No doubt the rodomontades of the virtuous were often overstated and the plague blamed for much for which it was not responsible. Hoeniger for one has suggested that ‘the low state of morals belonged to the period and was no worse after the epidemic than before’.{519} But this cannot be the whole answer, nor was it only the impressionable contemporary chronicler who has recorded the phenomenon. In her study of Orvieto, Dr Carpentier has found ample evidence that the Black Death was followed by an immediate and sharp decline in public morality. There were many more cases of maltreatment of orphans, more people carried arms, the strict rules governing female dress were relaxed and there was a considerable increase in the number of prosecutions and convictions for every kind of crime.{520}

Such self-indulgence strikes one today as a curiously illogical reaction to the disaster which had been so painfully survived. Medieval man in 1350 and 1351 believed without question that the Black Death was God’s punishment for his wickedness. This time he had been spared but he could hardly hope for such indulgence to be renewed if his contumacious failure to mend his ways stung God into a second onslaught. The situation, with sin provoking plague and plague generating yet more sin, seemed to have all the makings of a uniquely vicious circle, a circle from which he could only hope to escape by a drastic mending of his ways. Yet, undeterred, he continued on his wicked course against a background of apocalyptic mutterings prophesying every kind of doom.

In spite of the diatribes of Matteo Villani and the more prosaic statistics of Dr Carpentier it is difficult to take altogether seriously the sins of the post-plague generation. Laxness there certainly was, but it was the laxness which comes through relief from almost intolerable tension and the enjoyment of more money than one has been used to spending. In a stimulating essay, Mr J. W. Thompson has drawn an interesting if sometimes strained analogy between the reactions of the population after the Black Death and after the Great War of 1914–18.{521} In both cases he finds the same complaints about the immorality and instability of those who survived. The gloomy relish with which their conduct was denounced can be matched in the Naples of 1944, the Paris of 1815 or, indeed, in almost any situation where human beings recuperate from some extensive disaster. The decline in morality should not be ignored but nor should it be imagined that the Europeans who survived the Black Death had any very special attributes in the way of wickedness.

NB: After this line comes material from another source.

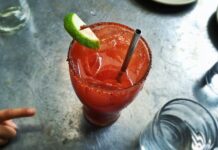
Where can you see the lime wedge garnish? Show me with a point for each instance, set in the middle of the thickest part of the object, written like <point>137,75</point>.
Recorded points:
<point>86,37</point>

Nevertheless, no society could endure the punishment which the plague had meted out and emerge without serious strains. One sign of this, already mentioned, was the damage done to the relationship between priest and laic; another, the tension that arose between different groups within society, in particular between rich and poor. Renouard has examined the result of this in France.{522} In the country, he says, the landowner was generally impoverished while the lot of the peasant, on the whole, improved. An up-and-coming peasantry clashed with an impoverished ruling class which sought to regain its former prosperity at the expense of its tenants. In the cities the situation was very different. Here the laws of inheritance ensured that those who survived among the rich accumulated still greater fortunes while the poor, with nothing to inherit, were economically no better off. A newly rich bourgeoisie joyfully oppressed a defenceless proletariat In the countryside the gap between rich and poor narrowed, in the cities it widened; in both cases relations deteriorated as a result. The second half of the fourteenth century in France was peculiarly rich in social disorder and the scars left by the Black Death were at least in part responsible for the rural insurrection of Jacques in 1358 and of Tuchins in 1381, and for the risings of the weavers in Ghent in 1379, of the Harelle at Rouen in 1380 and of the Maillotins in Paris in 1382.